Si je pouvais un jour, madame, avoir l’honneur de vous entretenir un quart d’heure, vous verriez en moi un bon citoyen, un homme attaché à son roi et à sa patrie, qui a résisté à tout, dans l’espoir de vivre en France ; un homme qui ne connaît que l’amitié, la société, et le repos. Il veut vous devoir ce repos, madame ; la France lui est plus chère, depuis qu’il a eu l’honneur de vous faire un moment sa cour, et ses sentiments méritent votre protection. J’ai l’honneur, etc.
1 – Maîtresse du roi. (G.A.)
2 – Voyez la correspondance avec Frédéric à cette époque. (G.A.)
à M. de Marville,
Lieutenant-Général de police.
Paris, le 14 Août 1742.
Monsieur, j’ai exécuté l’arrêt que vous avez prononcé malgré vous contre moi (1) ; et tout se passera comme vous l’avez très sagement prescrit. Celui qui a le manuscrit signé de votre main est à la campagne ; il ne reviendra qu’à neuf heures, et, si je peux sortir, j’irai lui demander ce manuscrit moi-même ; sinon, j’enverrai chez lui, et j’aurai l’honneur de vous le remettre.
Je n’ai jamais mieux senti la différence qui est entre la raison et le fanatisme, entre la connaissance du monde et la pédanterie, que lorsque j’ai eu l’honneur de vous parler.
Je suis avec beaucoup de respect, et j’ose dire avec attachement, votre, etc.
1 – Ordre de retirer Mahomet du théâtre. Voyez notre Avertissement en tête de cette tragédie. (G.A.)

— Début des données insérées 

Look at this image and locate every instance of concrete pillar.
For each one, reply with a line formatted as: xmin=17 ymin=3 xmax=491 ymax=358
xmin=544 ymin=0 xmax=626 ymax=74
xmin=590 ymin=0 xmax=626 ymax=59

à M. le cardinal de Fleury
A Paris, ce 22 Août 1742.
Monseigneur, en partant pour Bruxelles, je reçois encore une lettre du roi de Prusse par laquelle il me réitère de lui aller faire ma cour incessamment. Je n’irai qu’en cas que le roi me le permette, et que votre éminence ait la bonté de m’envoyer son agrément.
Je vous supplie, monseigneur, de vouloir bien me l’envoyer à Bruxelles, sous le couvert de M. Dagieu. Au reste, ce monarque aura la bonté de me rendre toutes les lettres que je lui ai écrites depuis le mois de juin, parafées de sa main, et votre éminence verra si j’ai écrit celle qu’on m’a si cruellement imputée ; elle verra avec quelle malice noire elle est falsifiée, elle connaîtra mon innocence et l’infâme imposture sous laquelle j’ai été accablé. Je me flatte, monseigneur, que le roi, ayant été instruit de cette calomnie, le sera de ma justification. C’est une justice que j’ai droit d’attendre du plus équitable et du plus sage des hommes.
Je suis attaché personnellement à votre éminence, et on ne peut avoir eu l’honneur de lui parler sans lui être dévoué.
C’est une fatalité pour moi que les seuls hommes qui aient voulu troubler votre heureux ministère soient les seuls qui m’aient persécuté, jusque-là que la cabale des convulsionnaires, c’est-à-dire ce qu’il y a de plus abject dans le rebut du genre humain, a obtenu la suppression injurieuse d’un ouvrage public (1) honoré de votre approbation, et représenté devant les premiers magistrats de Paris.
Mais, monseigneur, je garde le silence sur cet article comme sur beaucoup d’autres, concernant le roi de Prusse ; je suis bien loin de chercher à me faire valoir.
La seule chose que je désire passionnément, c’est que votre éminence soit convaincue de mes sentiments pour elle, et de mon amour extrême pour ma patrie. Si vous daignez en persuader sa majesté, ce sera le comble à vos bontés.
Je vous souhaite, monseigneur, la longue prospérité qui doit être le fruit de tant de modération et de tant de sagesse.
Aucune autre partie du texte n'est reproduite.